We can also look at outcomes for individuals and for our society: How many benefit from colleges as is? What if we changed teaching? What value does college provide, economically, socially, etc.?


>Critical thought is the fundamental of education.

I haven't seen any school that explicitly and effectively teaches critical thought. Many seem rather offended by it. As to your main point, I wonder if you've heard of Brian Caplan's "The Case Against Education"? In it, he (a Ph.D professor of Economics) ruthlessly analyzes exactly what you mention in the end, examining the actual provided value of higher education and concludes that for both the individual and society, it's rather shockingly overvalued. If you want a very data-driven analysis of the question of the current value of higher education, I haven't seen a better one.


We could have some backups, say, 9 universities max. Depend on how we design the system. For example, is major based a right approach? Are Engineering university, Medical university optimal, resource wise?
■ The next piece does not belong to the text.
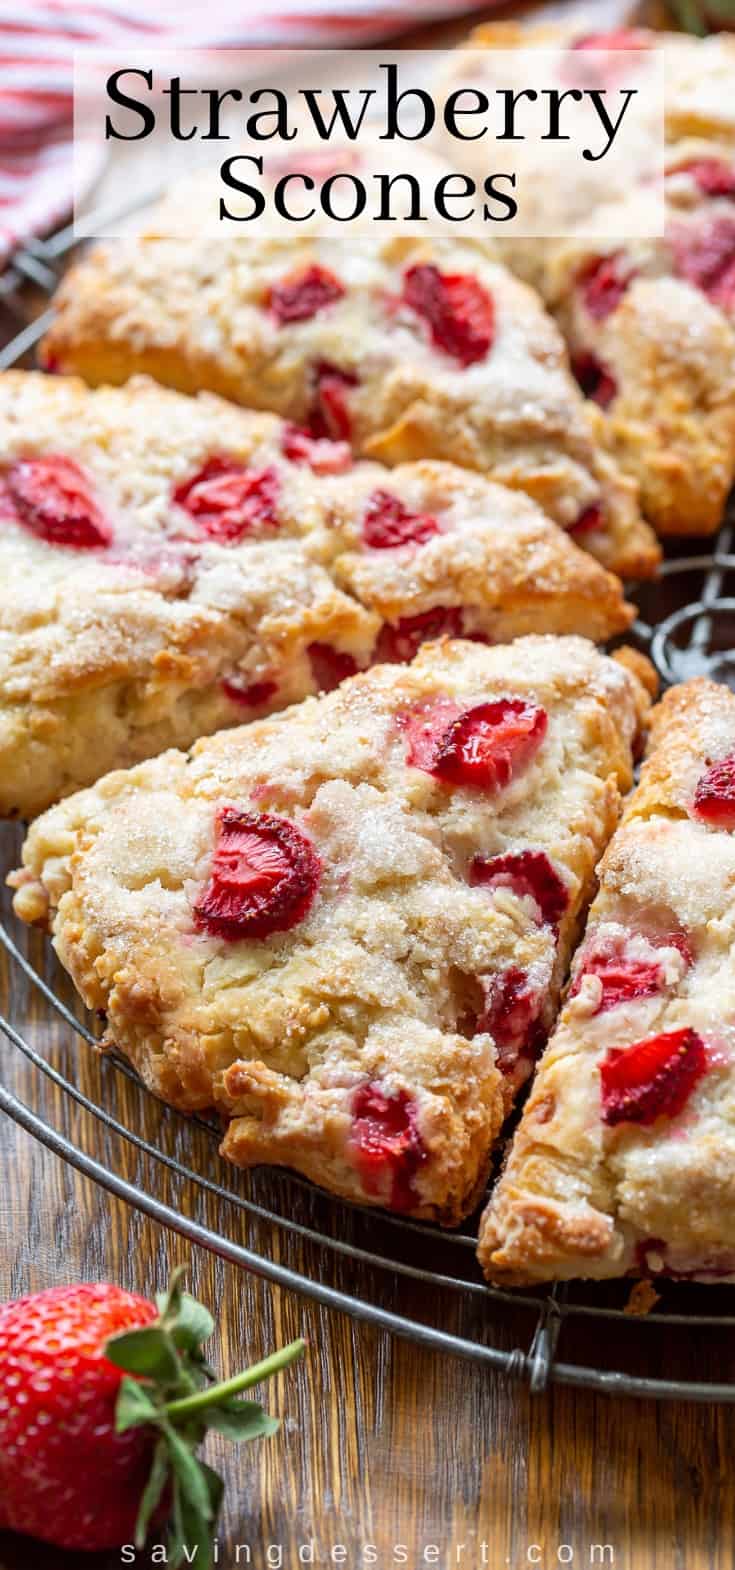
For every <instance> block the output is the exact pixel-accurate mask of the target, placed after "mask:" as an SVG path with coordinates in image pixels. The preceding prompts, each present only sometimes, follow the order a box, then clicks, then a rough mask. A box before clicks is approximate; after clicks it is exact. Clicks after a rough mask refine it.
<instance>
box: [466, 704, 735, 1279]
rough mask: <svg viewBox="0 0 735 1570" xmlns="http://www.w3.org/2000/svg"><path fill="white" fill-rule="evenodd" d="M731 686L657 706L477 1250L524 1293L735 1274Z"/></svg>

A lot to think about the economy of education.


Imagine Indian math vs Chinese math school of thought.


Status signalling


Most people don't need it. Look at sports. Why do top athletes have their own personal coaches, fitness trainers, nutritionists, psychologists, data analysts etc?


I don't quite understand the point you're making. Most people don't need what? A Harvard education, prestige, or a college education in general? What do "top athletes" demonstrate in support of your point?

Not being snarky. Just trying to understand :)


The answer to that is the answer to the question I asked. Why do top athletes have so many domain experts around them?